Foreign Literatures Departmental Seminar
Nearly one-hundred years after the publication of Sylvia Townsend Warner’s Lolly Willowes or the Loving Huntsman (1929), Sarah Bernstein’s Study for Obedience (2023) returns to the theme of obedience as a method to consider a woman’s circumscribed life. Townsend Warner imagines a liberating obedience, Bernstein, a menacing obedience. Both foreground their protagonists’ independence and liberation in rather than outside its parameters. Such a conceptual reshuffling contributes to an undoing of the overdetermined discourse we use to address women’s action, independence, individuality and identity and offers a new way of testing the ideologically and morally divisive concepts of agency, care and individuality. This paper traces the history of the term, its relation to female identity and its meaningful articulations in the two novels to tease out the freedoms imagined within the experience of subjection.
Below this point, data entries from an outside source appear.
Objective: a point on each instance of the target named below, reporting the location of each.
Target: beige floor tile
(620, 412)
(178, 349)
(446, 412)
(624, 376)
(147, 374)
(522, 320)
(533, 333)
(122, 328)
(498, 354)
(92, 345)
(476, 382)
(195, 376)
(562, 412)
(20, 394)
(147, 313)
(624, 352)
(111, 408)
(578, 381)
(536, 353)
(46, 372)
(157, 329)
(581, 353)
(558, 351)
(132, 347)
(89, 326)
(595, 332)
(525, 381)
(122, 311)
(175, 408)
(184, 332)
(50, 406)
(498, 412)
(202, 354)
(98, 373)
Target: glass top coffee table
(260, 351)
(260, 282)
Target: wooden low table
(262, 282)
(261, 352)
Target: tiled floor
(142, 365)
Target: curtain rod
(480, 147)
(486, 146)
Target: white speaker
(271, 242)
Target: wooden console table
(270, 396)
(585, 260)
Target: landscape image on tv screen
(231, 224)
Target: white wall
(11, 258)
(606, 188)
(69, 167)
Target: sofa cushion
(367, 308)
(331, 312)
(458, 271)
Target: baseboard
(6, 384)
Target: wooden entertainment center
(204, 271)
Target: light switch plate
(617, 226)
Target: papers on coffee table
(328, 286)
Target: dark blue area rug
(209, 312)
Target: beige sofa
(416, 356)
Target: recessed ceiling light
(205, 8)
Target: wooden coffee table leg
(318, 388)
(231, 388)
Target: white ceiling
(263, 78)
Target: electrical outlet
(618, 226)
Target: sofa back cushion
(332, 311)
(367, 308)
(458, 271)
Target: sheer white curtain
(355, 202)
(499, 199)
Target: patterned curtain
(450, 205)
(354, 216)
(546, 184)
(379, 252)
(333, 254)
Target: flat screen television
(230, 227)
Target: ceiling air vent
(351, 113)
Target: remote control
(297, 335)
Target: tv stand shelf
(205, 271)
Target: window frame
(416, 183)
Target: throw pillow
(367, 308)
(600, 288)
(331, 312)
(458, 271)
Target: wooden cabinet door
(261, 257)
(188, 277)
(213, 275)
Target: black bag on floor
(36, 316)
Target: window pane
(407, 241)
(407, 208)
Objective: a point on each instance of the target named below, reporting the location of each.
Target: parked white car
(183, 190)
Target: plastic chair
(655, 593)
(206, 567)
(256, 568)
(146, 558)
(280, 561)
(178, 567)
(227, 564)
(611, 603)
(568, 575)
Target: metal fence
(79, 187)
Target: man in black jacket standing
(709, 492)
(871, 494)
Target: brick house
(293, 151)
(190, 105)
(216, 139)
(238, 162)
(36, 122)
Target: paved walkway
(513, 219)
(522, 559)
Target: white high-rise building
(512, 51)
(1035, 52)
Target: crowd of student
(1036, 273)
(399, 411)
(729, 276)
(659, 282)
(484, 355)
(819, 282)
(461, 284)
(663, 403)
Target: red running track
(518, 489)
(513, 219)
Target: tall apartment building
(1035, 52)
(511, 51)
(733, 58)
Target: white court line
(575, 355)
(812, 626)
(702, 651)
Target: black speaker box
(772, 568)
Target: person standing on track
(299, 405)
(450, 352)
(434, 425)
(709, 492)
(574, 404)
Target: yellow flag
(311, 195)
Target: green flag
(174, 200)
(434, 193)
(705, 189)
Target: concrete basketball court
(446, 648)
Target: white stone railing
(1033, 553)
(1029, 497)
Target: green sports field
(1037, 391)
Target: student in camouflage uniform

Yael Levin is associate professor of English at the Hebrew University of Jerusalem and research fellow at the Institute of English Studies at the School of Advanced Study in London. She is author of Joseph Conrad: Tracing the Aesthetic Principle in Conrad’s Novels (Palgrave Macmillan, 2008), Joseph Conrad: Slow Modernism (Oxford University Press, 2020), and is editor of the special issue of Poetics Today on literary attention (volume 47, 2026). Her articles on modernism, the subject and disability have appeared in journals of modernism and the history of ideas including Journal of Modern Literature, Journal of Beckett Studies, Twentieth-Century Literature, Partial Answers, The Conradian and Conradiana.